Faz tempo que eu queria contar essa história, mas acabei esquecendo e só lembrei ontem por causa da memória de uma foto publicada nas redes sociais. Prometi que ia contar os detalhes um dia e vou aproveitar as minhas férias em isolamento social para fazer isso. Senta que lá vem história:
Em janeiro de 2018, eu viajei para a cidade de Bremen (Alemanha) para uma visita técnica na Universität Bremen, com a minha orientanda de doutorado, Dagmar. Fizemos uma viagem com algumas paradas, ficamos em Paris primeiro, voamos para Hamburgo e pegamos um ônibus até Bremen. Dag sempre foi uma excelente aluna e também é uma ótima companhia para viajar, sobretudo se você quer alternativas econômicas, como era o caso. Passeamos um pouco em Hamburgo e chegamos em Bremen no final da tarde, em um dia frio de janeiro (estava nevando quando chegamos em Hamburgo).
Dag organizou a viagem toda porque além de fluente em alemão, ela tinha morado em Bremen durante o doutorado sanduíche, então eu estava em uma situação inédita na minha vida de turista: só acompanhando e sem ter a menor ideia dos detalhes da viagem. Caminhamos bastante até o bairro onde estava localizado o hotel e chegamos em uma pitoresca avenida na beira do rio. Eu arrastava a minha mala (felizmente era uma mala pequena, daquelas de bagagem de mão) enquanto batia o queixo com frio. Andamos até o final da avenida e voltamos procurando o hotel e nada de encontrar o lugar. Percebi que Dag estava apreensiva porque aparentemente não existia hotel no endereço indicado. Naquele momento, eu pensei que tínhamos caído em algum golpe de acomodação barata, mas achei estranho porque Dag olhava na direção do rio enquanto procurava o hotel, enquanto eu olhava na outra direção, onde estavam os restaurantes, prédios e, é claro, hotéis. "Será que é aqui, Dag? Será que é aquele prédio no outro quarteirão? Está com cara de hotel"… Ela só balançava a cabeça negativamente até que me mandou esperar um instante no meio da rua. ˜Fique aqui que vou ali ver uma coisa!”. Tá, eu fico, onde eu iria com a noite chegando e naquela friagem? Comecei a ficar desanimada e ansiosa, pensando que nós teríamos que dormir ao relento ou procurar uma acomodação de última hora porque o hotel reservado não existia. Vi que ela entrou em um dos barcos que estavam ancorados na beira do rio e até aqui leitor, eu tinha certeza de que ela estava apenas buscando informações. Dag voltou e percebeu que eu já estava pálida, sucumbindo ao frio do norte da Alemanha. “Vamos entrar naquele bar para esquentar um pouco”, disse ela. Quando entramos no bar (que tinha uns 15 tipos de cerveja de todas as cores e atendentes tão jovens que pareciam adolescentes), ela conversou com o garçom que prontamente emprestou o telefone dele para que ela pudesse fazer uma ligação. Depois de algumas tentativas, ela conseguiu falar com alguém e ficou menos tensa e mais animada. Deduzi que ela tinha pedido asilo noturno para algum conhecido na cidade e eu estava sentindo tanto frio e cansaço que nem me importava em dormir na casa de um desconhecido. “Ana, já está tudo resolvido. Podemos ir!”. Naquele momento, eu não tinha mais forças nem para entender o que estava acontecendo. Sabe aquele pensamento de quanto menos você souber, melhor? Então... Voltamos para a rua e para a lufada de vento frio e caminhamos em direção ao… barco?!?

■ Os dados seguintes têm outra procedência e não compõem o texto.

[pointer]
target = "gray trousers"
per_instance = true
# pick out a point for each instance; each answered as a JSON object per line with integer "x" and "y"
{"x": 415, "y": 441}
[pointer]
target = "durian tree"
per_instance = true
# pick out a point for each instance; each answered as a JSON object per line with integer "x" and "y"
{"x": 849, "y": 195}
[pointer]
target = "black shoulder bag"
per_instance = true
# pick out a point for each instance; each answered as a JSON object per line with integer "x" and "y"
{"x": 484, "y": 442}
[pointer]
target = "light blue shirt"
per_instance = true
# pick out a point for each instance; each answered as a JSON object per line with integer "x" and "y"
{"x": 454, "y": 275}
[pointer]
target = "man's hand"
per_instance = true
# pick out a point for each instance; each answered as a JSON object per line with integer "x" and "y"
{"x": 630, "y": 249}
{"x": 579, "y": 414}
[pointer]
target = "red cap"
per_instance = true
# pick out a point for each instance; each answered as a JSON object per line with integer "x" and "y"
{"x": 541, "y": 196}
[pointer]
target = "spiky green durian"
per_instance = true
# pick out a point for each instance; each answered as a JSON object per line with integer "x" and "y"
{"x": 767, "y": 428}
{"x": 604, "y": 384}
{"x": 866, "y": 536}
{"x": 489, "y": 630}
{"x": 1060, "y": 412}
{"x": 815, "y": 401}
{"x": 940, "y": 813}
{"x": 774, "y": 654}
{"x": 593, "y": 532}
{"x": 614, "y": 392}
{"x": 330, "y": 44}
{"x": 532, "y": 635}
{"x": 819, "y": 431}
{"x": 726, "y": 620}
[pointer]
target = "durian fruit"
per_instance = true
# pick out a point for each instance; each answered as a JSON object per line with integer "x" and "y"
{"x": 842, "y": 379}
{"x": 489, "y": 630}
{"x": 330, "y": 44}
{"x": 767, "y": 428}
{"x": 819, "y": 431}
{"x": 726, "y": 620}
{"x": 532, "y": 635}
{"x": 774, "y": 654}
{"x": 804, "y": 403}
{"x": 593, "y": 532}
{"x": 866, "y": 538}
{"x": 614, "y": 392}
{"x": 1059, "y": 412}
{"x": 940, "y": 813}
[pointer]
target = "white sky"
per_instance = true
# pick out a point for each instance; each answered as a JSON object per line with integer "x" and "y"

-“Dag, onde estamos indo, pelamordeDeus???”
Ela olhou para mim feliz da vida e respondeu: "-Para o hotel, ué!”
"- Hotel? Dag, isso é um barco e bem pequeno por sinal!”
Sim, o hotel era um barco e metade da minha mente estava apavorada porque imaginei que morreria de frio ali e a outra metade estava curiosa para saber o tamanho da roubada em que tínhamos nos metido. Atravessamos uma ponte estreita para entrar no barco e encontramos algumas pessoas conversando na saleta principal. Eram turistas como nós que estavam hospedados no barco. O dono do hotel-embarcação (que na verdade era um iate de 1930) chegou e nos mostrou a nossa cabine que ficava na parte de baixo do barco, com uma cozinha muito bem equipada. Entramos na cabine e, para a minha surpresa, estava bem quentinho lá dentro, as camas eram confortáveis e o banheiro limpíssimo. Arrumamos as nossas coisas enquanto eu pensava se o barco balançaria muito de noite, se havia o risco de afundar, se a porta estava bem trancada e se era seguro dormir ali. O hotel-barco tinha Wifi e contei para Robson sobre a nossa inusitada acomodação. Ele ficou assustado, provavelmente imaginando um barco de pesca pequeno ou sei lá o quê.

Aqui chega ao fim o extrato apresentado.